Colombia’s
President Juan Manuel Santos yesterday hailed his country’s peace deal
with the Farc guerrilla group as a chance to preserve his country’s
biodiversity after decades of violence.
“We need to reconcile also
with the environment, which was a big victim of the armed conflict,”
Santos said after receiving an international environmental award from
the Kew Royal Botanic Gardens in London.
“The number of barrels of
oil that we’ve spilled in our rivers, in our seas, was the equivalent of
14 times the Exxon Valdez. And that was a huge environmental disaster,”
he said, referring to the 1989 oil spill in Alaska.

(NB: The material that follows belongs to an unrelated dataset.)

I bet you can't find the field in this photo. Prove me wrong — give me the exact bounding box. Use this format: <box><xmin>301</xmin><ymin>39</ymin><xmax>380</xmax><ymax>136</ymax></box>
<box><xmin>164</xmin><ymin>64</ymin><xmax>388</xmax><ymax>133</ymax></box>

The peace accord signed with the Revolutionary Armed Forces of Colombia (Farc) in November 2016 ended the 53-year conflict.
In
addition to the human cost of the violence, which left 260,000 people
dead and more than 60,000 missing, it also had serious consequences for
the environment.
The country has suffered illegal mining and attacks on oil pipelines as well as the felling of forests for drug trafficking.
Santos
was awarded the Nobel Peace Prize last year for his efforts to end his
country’s conflict, but he said his work was not finished.
“We think
that Colombia’s future is very much dependent on how we protect our
biodiversity,” he said. Santos was joined in London by his Environment
Minister, Luis Gilberto Murillo, who said the implementation of the
peace deal had enabled researchers to reach areas of the rainforest
previously off limits.
“The peace creates the right conditions for
better protecting the environment, particularly in areas where we had
our conflict before,” he said.
But he cautioned that pockets of
violence, notably due to drug trafficking, continue to hamper the
government’s environmental ambitions.
Although the peace accord has
brought greater access to the rainforest, Kew Science researcher
Mauricio Diazgranados warned that it had also led to rapid development.
Colombia’s President Juan Manuel Santos receives the Kew International Medal in London yesterday.